Director: Bryan Singer
Studio: 20th Century Fox
Stars: Patrick Stewart, Ian McKellen, Hugh Jackman, Jennifer Lawrence
Look, if Ian McKellen, one of the stars of X-Men: Days of Future Past, can cheerfully admit his confusion about what exactly is going on in the whiz-bang new action-futuristic movie, then we’re all—newbies and diehards alike—pretty much off the hook. What’s most important is that the latest iteration of the mutant superhero franchise—clearly a curtain-raiser for future installments—is in terrific shape, thanks to Simon Kinberg's screenplay (with story credited to Jane Goldman, Matthew Vaughn and Kinberg) and a smashing return to form by original X-Men director Bryan Singer.

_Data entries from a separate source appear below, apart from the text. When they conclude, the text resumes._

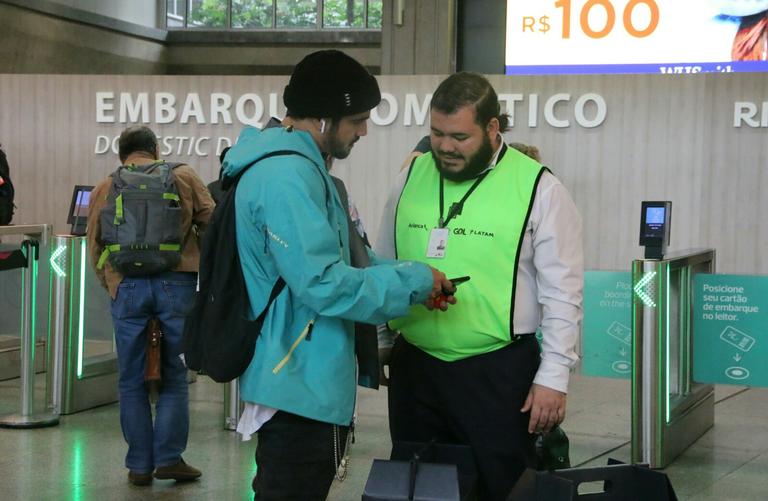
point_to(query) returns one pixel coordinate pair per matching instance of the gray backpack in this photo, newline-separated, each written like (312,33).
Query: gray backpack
(141,224)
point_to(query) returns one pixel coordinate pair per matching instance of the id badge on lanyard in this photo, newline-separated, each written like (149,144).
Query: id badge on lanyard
(438,241)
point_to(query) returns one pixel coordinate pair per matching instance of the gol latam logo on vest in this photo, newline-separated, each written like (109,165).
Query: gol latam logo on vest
(467,232)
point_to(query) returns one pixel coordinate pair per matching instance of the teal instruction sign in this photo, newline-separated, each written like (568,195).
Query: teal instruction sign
(730,326)
(607,326)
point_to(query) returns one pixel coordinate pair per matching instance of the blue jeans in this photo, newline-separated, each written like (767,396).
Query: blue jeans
(168,297)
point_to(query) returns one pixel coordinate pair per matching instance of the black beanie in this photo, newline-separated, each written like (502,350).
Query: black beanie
(329,83)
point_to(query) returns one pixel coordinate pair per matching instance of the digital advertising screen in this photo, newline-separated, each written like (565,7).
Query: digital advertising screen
(636,36)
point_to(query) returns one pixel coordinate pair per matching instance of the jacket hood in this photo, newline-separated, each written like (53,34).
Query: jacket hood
(254,144)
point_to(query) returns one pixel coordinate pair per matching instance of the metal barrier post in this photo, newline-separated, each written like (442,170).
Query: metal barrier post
(27,418)
(233,407)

The movie’s time-tripping action, and there’s plenty of it, unfolds on two playing fields. In a nightmarish future, Patrick Stewart’s Charles Xavier, Ian McKellen’s Erik Lehnsherr and Hugh Jackman’s Logan are among the few survivors of an all-out slaughter of the mutants by the Sentinels, mutant-hunting giant robots. Desperate to rewrite this bleak future, Jackman’s Wolverine risks almost certain death to get sent back to tragic post-Vietnam War 1973. There, his mission is to band together two warring factions: the younger, burned-out druggy Charles (James McAvoy) and the mercurial, Pentagon-imprisoned Erik (Michael Fassbender), the latter believed to be the true assassin of President Kennedy. Their do-or-die efforts are meant to prevent the scaly, azure-colored changeling Raven/Mystique (Jennifer Lawrence) from killing the creator of the destructive robots, played by Peter Dinklage (who does what he can with a weakly devised role).

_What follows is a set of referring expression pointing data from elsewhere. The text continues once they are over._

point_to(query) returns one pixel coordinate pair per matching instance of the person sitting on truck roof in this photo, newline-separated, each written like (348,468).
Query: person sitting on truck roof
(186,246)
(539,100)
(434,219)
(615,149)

The moviemakers lay out the plot plots neatly and clearly and repeat them often. Still, it's easy to lose one's way, what with all the time shifting; the Easter Egg-style references to earlier X-Men epics and comics; the reintroduction of characters played by Ellen Page, Famke Janssen, James Marsden and Anna Paquin; and at least one flat-out astonishing, scene-stealing special effects sequence featuring quirky, funny Evan Peters as Quicksilver that almost derails the whole movie. In fact, Peters is such a kick, you might detect a noticeable energy drop when the character gets dropped after his big scene.
Still, the movie is the very best of the franchise since the first X-Men. It boasts terrific, organic special effects, considerable emotion and strong, lived-in performances from Jackman, Fassbender, McAvoy and Stewart. It's state-of-the-art thrill ride stuff of the kind we hope for in superhero movies but seldom get. Bravo.